Secular bull and bear markets are long term events. I will use oil as the example. In the late 1970's, energy companies were profitable and all of the estimates were that oil prices would continue to rise. Oil companies were investing large sums of money on this assumption. After oil prices peaked in 1980 (when energy co made up 1/3 of the market cap of the S&P500) and started to fall, people continued to invest in production under the assumption that the lower prices were temporary. By the late 80's, investment in new production was matching output, however, the oil market was oversupplied. We continued in the oversupplied condition for several more years wih underinvestment in production occurring. Because of previous overinvestment and a long term price decline, the assumption becomes that prices will continue to decline. In 1998 when oil was at the bottom and under $10/bbl, the cover of The Economist magazine was why oil was heading to $5/bbl. Prices reversed and rose to $24/bbl in 2000. At that time everyone assumed this was temporary and prices would fall back to $18. Even with the higher prices, it didn't make sense to drill for oil because it was cheaper to buy oil on the stock market. This is why we have Exxon-Mobil, Chevron-Texaco, and Conoco-Phillips. Over time drilling has resumed and investment in oil production is heavy (Slant drilling, oil sands, fracking, etc). People are starting to assume again that price increases will be permanent so overinvestment will occur again. Oil prices should peak in the next few years.

The same cycle occurred in stocks with a secular bear from 1966-1982, followed by a secular bull from 1982-2000. Now we are in the secular bear which based on past performance probably doesn't bottom out for a few more years.

Much like oil, housing had a secular bull that peaked in 2006. Also like oil in 1980, financial companies represented one third of the S&P 500 in market cap. Currently, housing is much like stocks in 2004, or oil in 1985. It is cheap compared to a few years ago, but it still has a lot of dead years ahead because the mentality around home ownership is shifting towards renting.

William said...
This comment has been removed by the author.
William said...

Jeff said...
"Benji--Do you ever get tired of making the same arguments over and over on every post?"

I think Benjamin's postings are referred to among Bloggers as:

"Hijacking a Thread"

Recommended therapy for "Hijackers": ignore them.

brodero said...

Scott..you might take look at the
Housing tracker data...
http://www.deptofnumbers.com/asking-prices/us/

TradingStrategyLetter - Weekly Summary said...

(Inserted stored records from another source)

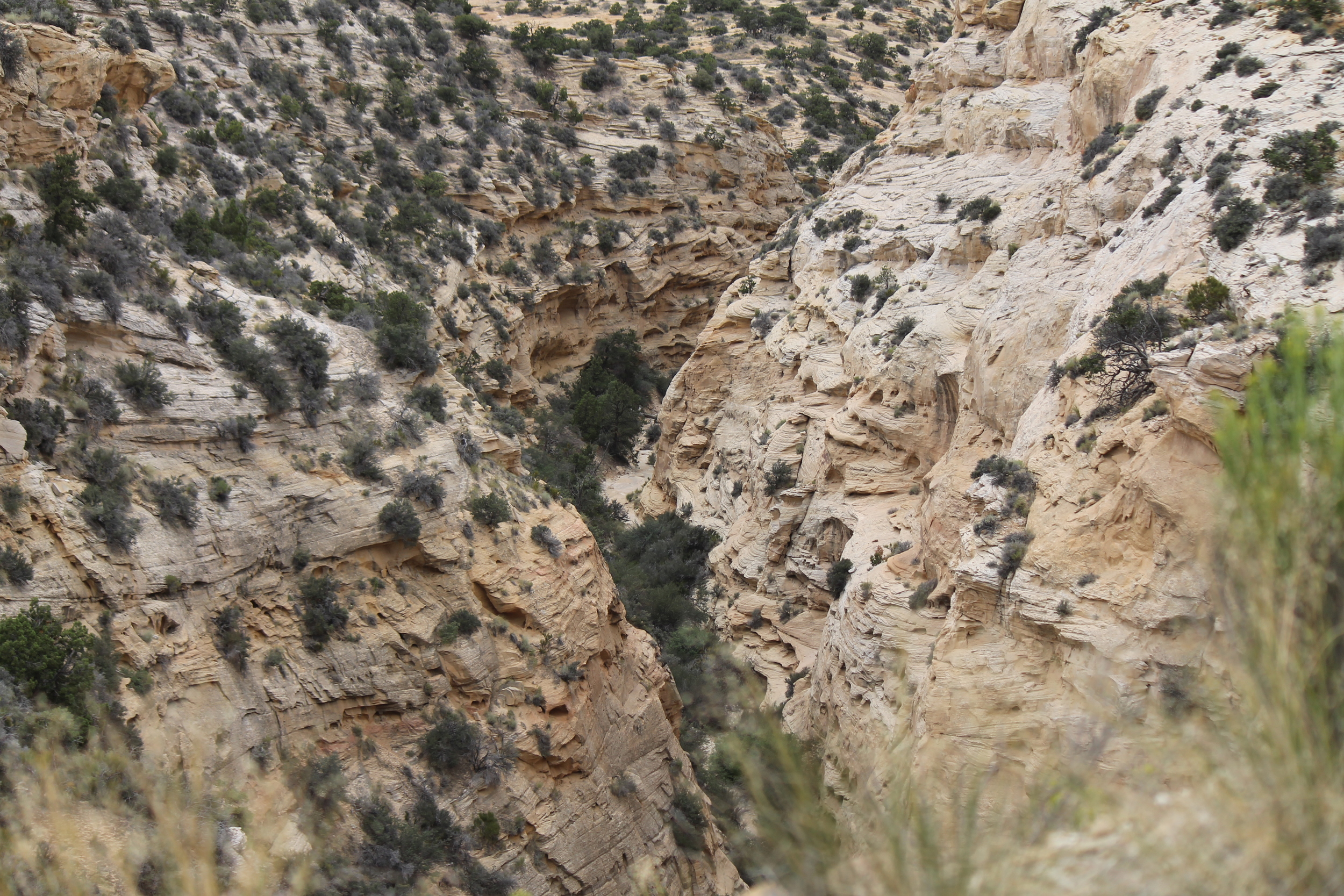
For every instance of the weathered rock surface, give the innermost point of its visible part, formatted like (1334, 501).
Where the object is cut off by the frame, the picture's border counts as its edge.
(49, 106)
(880, 425)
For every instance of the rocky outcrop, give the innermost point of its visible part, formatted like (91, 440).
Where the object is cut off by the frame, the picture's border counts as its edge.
(49, 105)
(568, 693)
(840, 398)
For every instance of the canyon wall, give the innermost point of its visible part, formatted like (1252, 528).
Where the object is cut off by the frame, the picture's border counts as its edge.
(840, 398)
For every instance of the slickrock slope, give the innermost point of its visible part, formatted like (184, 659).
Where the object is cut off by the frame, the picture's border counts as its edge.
(570, 698)
(880, 405)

He does seem to have a Japanese thing going on for sure. Heavily indebted nations ultimately have few or no options re: monetary engineering. Persistantly devaluing one's currency is a mug's game with serious consequences. Strong countries have strong currencies. Weak countries have non existant currencies. To expect intellegent or rational behavior from today's fearless policy makers is beyond the pale. Look at the lovely result we now face after all the masterminding and manipulation. The 'free lunch' becomes VERY expensive!

Benjamin said...

Sorry guys--when I see my country doing a Japan, I get restless.

Scott Grannis said...

brodero: thanks for the pointer

robert mayes said...

I haven't seen any statistics to back up what I'm about to propose but could it be that some of the stablization in housing prices be due to foreign buyers. I've heard that one of the largest buyers of homes/condos in Miami are Brazilians.

Scott Grannis said...

I think there is little doubt that foreign buyers are helping the housing market to stabilize. Between the huge decline in housing prices and the historical weakness of the dollar, U.S. real estate must be seen by many foreigners as an incredible bargain.

TradingStrategyLetter - Weekly Summary said...

Dead on Scott. From the Cdn perspective it seems like taking candy from a baby. Mortgage lenders up here are super aggressive and accomodative. Valuations are sky high - at least double yours and up. Cdns represent up to 50% of buying in selected regions (Las Vegas, Florida, and Arizona). Large consortiums and funds making huge package purchases. These valuations won't last.